Now that the so-called expert analysts have run out of superlatives, they don’t know what to think about real estate – this HW article refers to “housing desolation”.

But this is the recovery.

Mission accomplished, we’re here, it’s done.  The ‘market’ will be on choppy seas for years to come, and people can either participate, or grab some popcorn and watch.

We’ll have more financial calamity and hysteria, but we’ve become accustomed to it by now.  When Greece goes under, will anyone in NSDCC care?  I don’t think the FedGov will stop throwing money at the USA (especially Fannie/Freddie), so short of a domestic revolution, this is it – at least until somebody with vision steps up to the microphone and demands market clearing.

From HW:

As the housing market exits its typical buying season, it faces what many analysts predict to be several months of an ongoing search for a bottom and many years of slow recovery unless bold action is taken now.

Moody’s Investors Service lowered its near-term outlook for housing and the broader economy this week. Home sales and starts are now hitting a bottom, while home prices will continue to sink until early 2012, said Celia Chen, senior director at Moody’s Analytics in a research note.

“As 2011 began, the recovery appeared healthy and ready to turn into a self-sustaining expansion. Job growth was strong, unemployment was falling, and income and consumer spending were accelerating,” Chen said. “Today, the economy is struggling to avoid another recession.”

Recent housing indicators remained stable over the last three months. Housing starts averaged 590,000 units, house prices were flat, according to the National Association of Realtors and CoreLogic indices. But all data were down from last year and should only show minimal gains by the end of 2011.
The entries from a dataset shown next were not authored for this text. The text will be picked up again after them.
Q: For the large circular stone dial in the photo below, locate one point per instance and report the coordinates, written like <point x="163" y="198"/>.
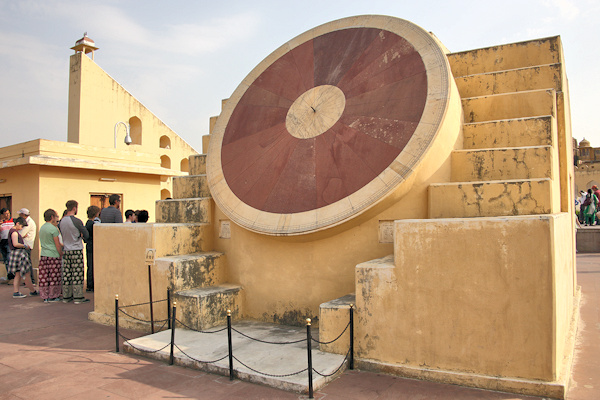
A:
<point x="327" y="125"/>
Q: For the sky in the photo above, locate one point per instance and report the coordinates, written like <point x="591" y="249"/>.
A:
<point x="180" y="58"/>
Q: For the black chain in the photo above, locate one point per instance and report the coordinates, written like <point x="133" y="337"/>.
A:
<point x="195" y="359"/>
<point x="338" y="368"/>
<point x="339" y="336"/>
<point x="267" y="342"/>
<point x="143" y="304"/>
<point x="143" y="350"/>
<point x="272" y="375"/>
<point x="196" y="330"/>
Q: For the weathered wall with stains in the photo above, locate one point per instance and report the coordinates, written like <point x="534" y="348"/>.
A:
<point x="470" y="295"/>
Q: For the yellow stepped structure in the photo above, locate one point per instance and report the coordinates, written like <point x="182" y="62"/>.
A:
<point x="198" y="280"/>
<point x="517" y="296"/>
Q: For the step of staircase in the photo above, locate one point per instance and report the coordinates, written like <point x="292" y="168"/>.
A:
<point x="514" y="80"/>
<point x="190" y="187"/>
<point x="506" y="57"/>
<point x="193" y="270"/>
<point x="500" y="164"/>
<point x="204" y="308"/>
<point x="534" y="131"/>
<point x="532" y="103"/>
<point x="491" y="198"/>
<point x="184" y="210"/>
<point x="197" y="164"/>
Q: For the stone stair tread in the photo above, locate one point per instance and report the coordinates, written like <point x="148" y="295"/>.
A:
<point x="507" y="70"/>
<point x="509" y="94"/>
<point x="502" y="148"/>
<point x="210" y="290"/>
<point x="504" y="119"/>
<point x="491" y="182"/>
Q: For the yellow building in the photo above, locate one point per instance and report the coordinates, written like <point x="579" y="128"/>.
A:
<point x="362" y="161"/>
<point x="96" y="161"/>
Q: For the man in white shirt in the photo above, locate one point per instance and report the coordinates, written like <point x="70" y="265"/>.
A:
<point x="28" y="233"/>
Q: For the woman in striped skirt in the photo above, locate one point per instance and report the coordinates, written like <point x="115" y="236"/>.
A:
<point x="51" y="259"/>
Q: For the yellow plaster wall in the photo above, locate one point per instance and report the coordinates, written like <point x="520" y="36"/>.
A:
<point x="491" y="295"/>
<point x="97" y="102"/>
<point x="57" y="185"/>
<point x="120" y="268"/>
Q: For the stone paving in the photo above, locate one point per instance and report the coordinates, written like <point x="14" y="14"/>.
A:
<point x="52" y="351"/>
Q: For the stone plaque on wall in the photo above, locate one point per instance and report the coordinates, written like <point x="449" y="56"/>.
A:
<point x="386" y="231"/>
<point x="225" y="229"/>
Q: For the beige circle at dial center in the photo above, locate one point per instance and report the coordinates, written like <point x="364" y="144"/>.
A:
<point x="315" y="111"/>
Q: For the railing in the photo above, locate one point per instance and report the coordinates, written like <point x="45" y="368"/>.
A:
<point x="172" y="322"/>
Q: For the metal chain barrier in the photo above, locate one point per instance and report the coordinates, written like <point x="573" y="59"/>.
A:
<point x="349" y="357"/>
<point x="143" y="304"/>
<point x="143" y="350"/>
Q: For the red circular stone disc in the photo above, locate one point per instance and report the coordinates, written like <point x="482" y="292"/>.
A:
<point x="263" y="170"/>
<point x="385" y="84"/>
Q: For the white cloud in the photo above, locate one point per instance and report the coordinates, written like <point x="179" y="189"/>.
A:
<point x="565" y="8"/>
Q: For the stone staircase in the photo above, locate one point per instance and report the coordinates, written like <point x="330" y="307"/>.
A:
<point x="198" y="280"/>
<point x="506" y="186"/>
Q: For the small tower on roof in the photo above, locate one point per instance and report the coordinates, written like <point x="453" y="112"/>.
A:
<point x="85" y="45"/>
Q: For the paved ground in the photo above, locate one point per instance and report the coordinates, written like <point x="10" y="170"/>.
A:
<point x="52" y="351"/>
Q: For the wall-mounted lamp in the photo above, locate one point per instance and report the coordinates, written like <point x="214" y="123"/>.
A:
<point x="128" y="140"/>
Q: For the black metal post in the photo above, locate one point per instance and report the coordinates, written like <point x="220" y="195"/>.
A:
<point x="151" y="304"/>
<point x="168" y="308"/>
<point x="351" y="356"/>
<point x="309" y="351"/>
<point x="117" y="322"/>
<point x="174" y="317"/>
<point x="230" y="345"/>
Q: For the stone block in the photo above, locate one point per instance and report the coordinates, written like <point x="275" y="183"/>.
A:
<point x="334" y="317"/>
<point x="198" y="164"/>
<point x="532" y="103"/>
<point x="536" y="131"/>
<point x="204" y="308"/>
<point x="190" y="187"/>
<point x="193" y="270"/>
<point x="184" y="210"/>
<point x="490" y="199"/>
<point x="502" y="164"/>
<point x="514" y="80"/>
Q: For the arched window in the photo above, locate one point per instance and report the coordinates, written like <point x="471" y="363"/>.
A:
<point x="165" y="142"/>
<point x="165" y="162"/>
<point x="135" y="130"/>
<point x="185" y="165"/>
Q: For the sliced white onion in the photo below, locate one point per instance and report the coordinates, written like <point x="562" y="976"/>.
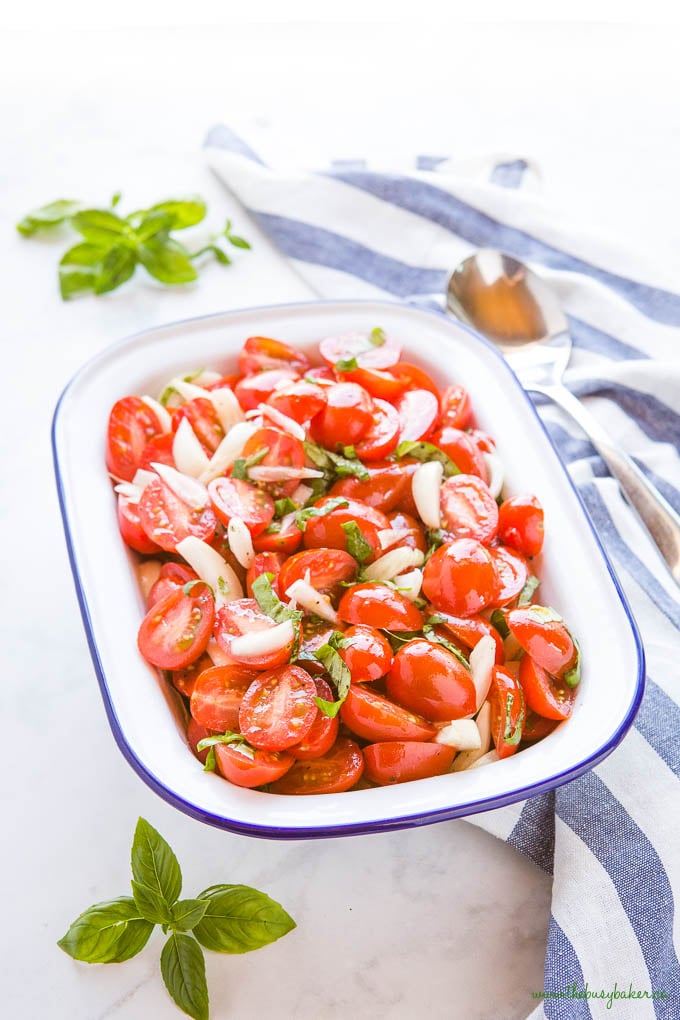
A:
<point x="147" y="574"/>
<point x="482" y="658"/>
<point x="311" y="600"/>
<point x="395" y="562"/>
<point x="410" y="583"/>
<point x="495" y="473"/>
<point x="426" y="486"/>
<point x="212" y="568"/>
<point x="283" y="421"/>
<point x="461" y="733"/>
<point x="227" y="451"/>
<point x="259" y="643"/>
<point x="227" y="407"/>
<point x="241" y="542"/>
<point x="161" y="413"/>
<point x="277" y="472"/>
<point x="190" y="491"/>
<point x="188" y="453"/>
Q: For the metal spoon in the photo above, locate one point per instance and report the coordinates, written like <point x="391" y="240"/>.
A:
<point x="509" y="304"/>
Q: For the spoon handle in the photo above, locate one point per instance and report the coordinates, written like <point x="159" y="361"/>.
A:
<point x="661" y="519"/>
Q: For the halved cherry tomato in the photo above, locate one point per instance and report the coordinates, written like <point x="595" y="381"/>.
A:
<point x="508" y="713"/>
<point x="383" y="435"/>
<point x="396" y="761"/>
<point x="254" y="390"/>
<point x="327" y="569"/>
<point x="132" y="424"/>
<point x="418" y="413"/>
<point x="456" y="407"/>
<point x="167" y="519"/>
<point x="236" y="498"/>
<point x="348" y="415"/>
<point x="251" y="767"/>
<point x="464" y="452"/>
<point x="512" y="572"/>
<point x="323" y="731"/>
<point x="368" y="657"/>
<point x="468" y="509"/>
<point x="358" y="345"/>
<point x="550" y="698"/>
<point x="175" y="631"/>
<point x="278" y="709"/>
<point x="428" y="678"/>
<point x="217" y="695"/>
<point x="244" y="616"/>
<point x="131" y="527"/>
<point x="261" y="354"/>
<point x="521" y="524"/>
<point x="379" y="606"/>
<point x="337" y="770"/>
<point x="373" y="717"/>
<point x="460" y="577"/>
<point x="300" y="401"/>
<point x="542" y="633"/>
<point x="265" y="563"/>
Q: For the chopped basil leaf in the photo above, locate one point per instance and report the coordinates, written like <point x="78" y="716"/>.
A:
<point x="424" y="452"/>
<point x="356" y="544"/>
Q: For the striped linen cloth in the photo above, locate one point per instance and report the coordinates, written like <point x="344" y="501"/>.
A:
<point x="610" y="837"/>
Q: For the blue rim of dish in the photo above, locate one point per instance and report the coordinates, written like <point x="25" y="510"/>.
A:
<point x="378" y="825"/>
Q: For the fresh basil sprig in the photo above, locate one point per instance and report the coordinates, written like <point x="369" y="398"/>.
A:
<point x="222" y="918"/>
<point x="112" y="246"/>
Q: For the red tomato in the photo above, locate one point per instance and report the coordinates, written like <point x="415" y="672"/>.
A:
<point x="260" y="354"/>
<point x="132" y="424"/>
<point x="300" y="401"/>
<point x="278" y="709"/>
<point x="327" y="569"/>
<point x="217" y="695"/>
<point x="418" y="413"/>
<point x="337" y="770"/>
<point x="396" y="761"/>
<point x="323" y="731"/>
<point x="251" y="767"/>
<point x="254" y="390"/>
<point x="545" y="696"/>
<point x="167" y="519"/>
<point x="347" y="416"/>
<point x="175" y="631"/>
<point x="508" y="712"/>
<point x="369" y="656"/>
<point x="379" y="606"/>
<point x="456" y="407"/>
<point x="158" y="451"/>
<point x="468" y="509"/>
<point x="373" y="717"/>
<point x="236" y="498"/>
<point x="358" y="345"/>
<point x="460" y="577"/>
<point x="131" y="527"/>
<point x="428" y="678"/>
<point x="383" y="435"/>
<point x="543" y="635"/>
<point x="244" y="616"/>
<point x="521" y="524"/>
<point x="203" y="418"/>
<point x="265" y="563"/>
<point x="464" y="452"/>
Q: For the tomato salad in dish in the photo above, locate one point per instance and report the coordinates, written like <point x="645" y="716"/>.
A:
<point x="336" y="583"/>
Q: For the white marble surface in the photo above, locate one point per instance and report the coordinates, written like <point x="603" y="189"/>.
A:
<point x="442" y="921"/>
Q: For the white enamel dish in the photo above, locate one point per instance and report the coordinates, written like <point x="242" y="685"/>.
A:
<point x="145" y="718"/>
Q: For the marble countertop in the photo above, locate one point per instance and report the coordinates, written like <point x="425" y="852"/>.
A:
<point x="441" y="921"/>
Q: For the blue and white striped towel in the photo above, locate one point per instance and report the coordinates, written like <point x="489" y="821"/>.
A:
<point x="611" y="837"/>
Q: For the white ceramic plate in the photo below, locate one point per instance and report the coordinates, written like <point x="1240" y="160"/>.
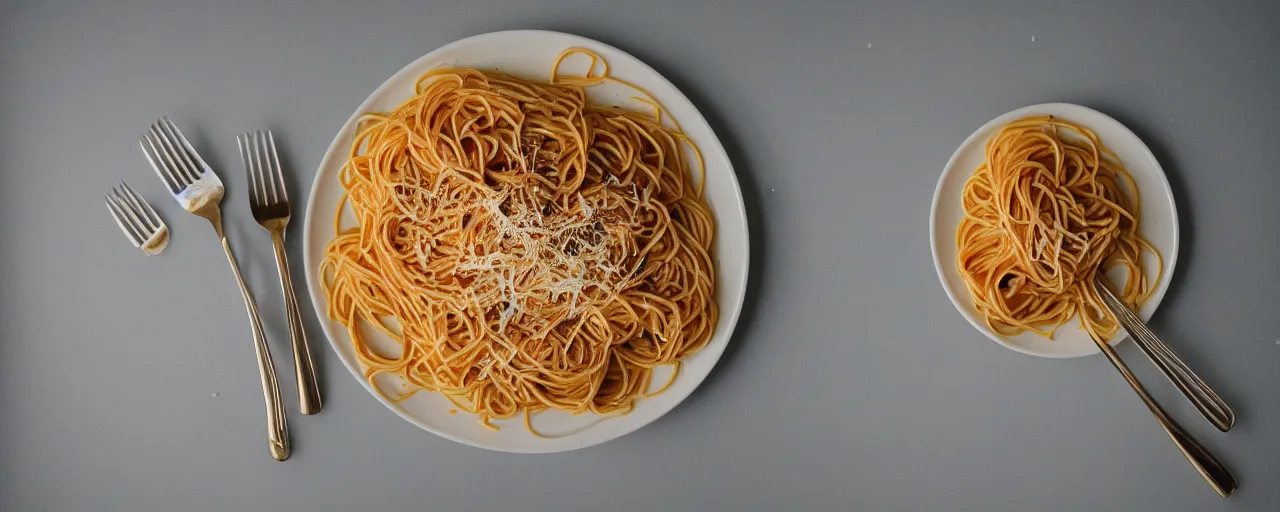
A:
<point x="1159" y="223"/>
<point x="530" y="54"/>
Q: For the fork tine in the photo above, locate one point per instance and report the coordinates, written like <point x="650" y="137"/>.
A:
<point x="120" y="219"/>
<point x="279" y="170"/>
<point x="186" y="144"/>
<point x="260" y="169"/>
<point x="144" y="227"/>
<point x="164" y="149"/>
<point x="268" y="170"/>
<point x="159" y="165"/>
<point x="177" y="155"/>
<point x="241" y="141"/>
<point x="141" y="208"/>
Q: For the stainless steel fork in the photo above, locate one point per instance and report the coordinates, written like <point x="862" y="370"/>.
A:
<point x="137" y="219"/>
<point x="195" y="186"/>
<point x="270" y="205"/>
<point x="1206" y="401"/>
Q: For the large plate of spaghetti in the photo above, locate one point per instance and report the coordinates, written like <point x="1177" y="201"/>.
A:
<point x="528" y="241"/>
<point x="1036" y="202"/>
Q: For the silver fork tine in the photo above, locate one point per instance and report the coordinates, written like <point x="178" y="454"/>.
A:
<point x="241" y="141"/>
<point x="279" y="172"/>
<point x="268" y="172"/>
<point x="263" y="173"/>
<point x="160" y="142"/>
<point x="144" y="206"/>
<point x="128" y="228"/>
<point x="145" y="228"/>
<point x="186" y="144"/>
<point x="182" y="164"/>
<point x="158" y="164"/>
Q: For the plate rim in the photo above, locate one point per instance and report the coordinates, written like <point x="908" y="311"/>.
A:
<point x="734" y="283"/>
<point x="1066" y="110"/>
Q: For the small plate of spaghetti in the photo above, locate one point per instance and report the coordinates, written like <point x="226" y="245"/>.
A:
<point x="528" y="241"/>
<point x="1031" y="208"/>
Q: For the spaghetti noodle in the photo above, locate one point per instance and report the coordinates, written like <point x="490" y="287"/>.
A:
<point x="1047" y="208"/>
<point x="524" y="248"/>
Chen expects existing home sales will reach a 5.3 million annualized pace, and housing starts will touch 640,000. Next year, she said sales should reach a 6.5 million pace and housing starts could hit 1 million.

Of the bankers surveyed by analysts at the consumer credit firm FICO and the Professional Risk Managers International Association more than half do not expect home prices to climb back to 2007 levels before 2020.

“Have we finally hit rock bottom? That’s hard to say, but according to our survey, it’ll be quite some time before prices fully recover. The fact is that the market needs help to clear the backlog of distressed properties,” researchers said. “We are in no man’s land right now.”

Both Chen and the surveyors said the most obvious policy step to take would be the new refinancing package the Obama administration is currently putting together. Most believe the upcoming changes will simply be a tweak of the underwhelming Home Affordable Refinance Program.

“Economic logic strongly favors action to promote refinancing. With current mortgage rates near 4% and the median rate on outstanding mortgages above 5.75%, the potential rate reduction could average almost 175 basis points,” Chen said, adding that the savings to borrowers could be around $63 billion a year, though estimates vary wildly.

Chen also pointed out that the estimated 2012 bottom to home prices hinges on a restarted foreclosure process very soon, and that depends on how quickly the attorneys general and the banks resolve their differences in the robo-signing talks.

The FICO and PRMIA surveyors agreed.

“Something bold has to happen – either an acceleration of foreclosures that will force prices down to clear the market, or the adoption of aggressive policies that encourage the resetting of loan terms, such as the proposed expansion of the number of homeowners that qualify for refinancing,” they said.